Elizabeth Scott-Baumann, King’s College London
Hester Pulter’s Non-Sonnets

Biographical accounts of Hester Pulter often open with John Milton’s poem to her sister, Margaret Ley. Yet the form in which he wrote–a sonnet–was not one Pulter chose to write in, and indeed relatively few seventeenth-century women did so. In her essay “Where had all the flowers gone?” (2012), Diana Henderson suggests that we should read as sonnets many poems by women which have some sonnet qualities, though she also cautions that the desire to cast these poems as sonnets might prove a wrongheaded way of measuring women to men’s standards. My paper will explore both these sides of the argument in relation to several of Pulter’s short poems, including “The Circle” 1, 2 and 4, and “The Hope.” It will explore the intersections of aesthetic and material form in these poems, insofar as these can be disentangled in Pulter’s manuscript works. I will focus on Pulter’s rhetoric of circularity, her attention to circles, revolutions and centers, and the intersections of these with the sonnet form, the sonnet cycle and earlier procreation sonnets.

Sarah C. E. Ross, Victoria University of Wellington
"To thee, and only thee, I will complain": Complaint and its Refusal in Pulter’s Religious Lyrics

Hester Pulter’s corpus is already recognised as an important engagement in the poetry of complaint, the open-ended amplification of woe that proliferates through the Renaissance and is harnessed to the expression of amorous, religious, political, and generalised loss. Katie Smith, in her doctoral thesis, has explored the legacy of Ovidian complaint in Pulter’s work; Alice Eardley has written on the (cognate) expression of melancholy in her verse; and Kate Chedgzoy and I, among others, have written on the ways in which poems such as “The Complaint of Thames” repurpose the male-authored, female-voiced framed complaint to the ends of female political engagement. But what of Pulter’s religious lyrics? To what extent do they position themselves as complaints, and how do they articulate their relationship to the religious complaint tradition?

This paper asks what (if anything) is to be gained by reading Pulter’s religious lyrics through the lens of complaint, and examines the way her devotional postures and rhetoric of supplication move between complaint, meditation, and a distinctly Pulterian mode of philosophical consolation. Seeking in part to define “religious complaint” in the mid-seventeenth-century, this paper will explore her lyrics’ paradoxical dynamic of abandonment and certainty in God’s love, and examine the ways in which Pulter and women like her mobilise “private” devotion to the plaintful expression of worldy loss and / or to petition for redress in this world or beyond.
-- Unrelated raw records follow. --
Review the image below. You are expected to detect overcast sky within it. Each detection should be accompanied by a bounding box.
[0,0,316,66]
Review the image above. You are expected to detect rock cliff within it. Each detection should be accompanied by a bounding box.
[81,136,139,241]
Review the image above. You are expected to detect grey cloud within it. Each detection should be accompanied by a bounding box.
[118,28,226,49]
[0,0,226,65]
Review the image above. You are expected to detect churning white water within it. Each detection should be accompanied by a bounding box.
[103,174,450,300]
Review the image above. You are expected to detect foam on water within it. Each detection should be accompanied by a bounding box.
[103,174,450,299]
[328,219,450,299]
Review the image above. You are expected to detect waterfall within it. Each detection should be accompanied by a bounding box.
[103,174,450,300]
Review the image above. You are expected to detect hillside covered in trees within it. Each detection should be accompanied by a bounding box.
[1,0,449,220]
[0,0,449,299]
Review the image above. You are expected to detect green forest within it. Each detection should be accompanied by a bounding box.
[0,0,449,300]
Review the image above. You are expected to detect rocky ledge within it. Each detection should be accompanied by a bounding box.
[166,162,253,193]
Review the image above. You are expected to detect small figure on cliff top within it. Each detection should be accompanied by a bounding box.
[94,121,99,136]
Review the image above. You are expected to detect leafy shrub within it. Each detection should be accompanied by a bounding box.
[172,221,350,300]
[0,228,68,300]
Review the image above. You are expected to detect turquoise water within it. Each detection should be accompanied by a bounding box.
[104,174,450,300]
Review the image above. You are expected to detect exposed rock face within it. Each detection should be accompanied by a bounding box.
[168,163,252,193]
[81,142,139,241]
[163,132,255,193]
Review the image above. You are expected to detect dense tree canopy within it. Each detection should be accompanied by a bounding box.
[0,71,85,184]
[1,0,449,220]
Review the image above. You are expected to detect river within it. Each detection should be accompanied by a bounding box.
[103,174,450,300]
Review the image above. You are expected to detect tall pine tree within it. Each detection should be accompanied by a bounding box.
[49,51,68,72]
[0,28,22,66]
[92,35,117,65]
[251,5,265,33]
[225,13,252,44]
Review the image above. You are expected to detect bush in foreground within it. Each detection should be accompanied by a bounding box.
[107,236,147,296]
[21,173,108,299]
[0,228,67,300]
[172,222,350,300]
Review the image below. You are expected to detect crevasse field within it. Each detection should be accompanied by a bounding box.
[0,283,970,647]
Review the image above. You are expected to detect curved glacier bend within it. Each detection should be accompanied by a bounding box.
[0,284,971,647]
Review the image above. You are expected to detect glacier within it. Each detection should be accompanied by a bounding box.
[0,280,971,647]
Elizabeth Kolkovich, The Ohio State University, Mansfield
Editing Grief: Pulter’s Jane Poems

Pulter’s “Upon the death of my dear and lovely daughter” (Poem 10) reimagines the parental grief poem. It experiments with a range of approaches to death and loss drawn from Christianity, classical myth, advice literature, and love poetry. As Pulter imagines speaking to a broad audience, she critiques her culture’s attitude toward grief and instead advocates indulgence. The Jane poems illustrate especially well how Pulter’s poems frequently echo and expand one another, and the manuscript in which they appear reveals Pulter’s own indulgent return to the loss of Jane. One line in “Upon the death” is crossed out, and nine new lines are marked for insertion in its place. I speculate that this addition is authorially sanctioned, part of a subtle but significant trend of authorial revisiting and revising poems in the manuscript. This paper explains my rationale for editing “Upon the death” two ways and explores what “early” and “late” versions of the poem reveal about Pulter’s style and process. More broadly, this paper investigates how understanding Pulter as an editor further illuminates one of her main poetic motifs: the sometimes comforting and sometimes devastating circle.